Things coming along much better, thanks to the "beats." Being able to jot down a concise, important point has been immensely helpful in getting it all organized. Thanks so much,

Regards,
Jane

Alyosha said...

Wise advice. And though it may be doubly true for a career like writing, where self motivation is the only motivation, it's also true to some degree for any career. There have been many times, as an engineer faced with a large project, that I'll take some extremely minute portion of it and tell myself "just do this; that's enough for now; just do this one little piece."

Alyosha said...

Oh, and one other thing... though you did get most of the questions on the last post, you did miss this one: did the Gott's originally come from Parthia?

monday said...

Marvelous advice, Mr Cornish, which has convinced me to get my butt off the internet and my nose back in my notebook.
for handwriting I like to count pages rather than set time. it is far too easy for me to write and erase the same sentence twelve times in an hour. perhaps you are familiar with this? :)

D.M. Cornish said...

Indeed I am, Monday, indeed I am...

Ahh, yes, the Gotts and Parthia. I think that the two groups are of the original peoples but must say that I have not finalised this point yet (I am even now having a notion that perhaps the Gotts were originally from the now Half-Continent but dared the journey overseas long long ago only to eventually be driven back over the sea again to where they came from... Hmm...)

K.T. said...

I don't write, but this sounds like good advice for drawing too.
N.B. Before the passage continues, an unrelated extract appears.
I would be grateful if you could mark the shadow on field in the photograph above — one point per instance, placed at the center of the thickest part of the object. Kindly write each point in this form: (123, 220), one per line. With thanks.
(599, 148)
And ooh, glad to hear you are writing another Half Continent story.

Headtrip Honey said...

This is completely random, but I found this in an Etsy shop, and it TOTALLY looks like something that Europe would wear:

http://www.etsy.com/view_listing.php?listing_id=33316899&ref=cat2_gallery_9

Emma Nicole Reinmuth said...

I've been stumped after a few chapters and find I distract myself by creating new characters/creatures/objects synopses on a different document... It's a constructive method of procrastination, if you will...

Recorpkl: A rather nasty case of athletes foot smelling rather like the waste product of an ailing Bogle

>_>

<_<

D.M. Cornish said...

Very constructive ENR.

Martin said...

I appear to have a very old, original D.M.Cornish drawing inside an Asterix book. Do you think it might be worth something one day?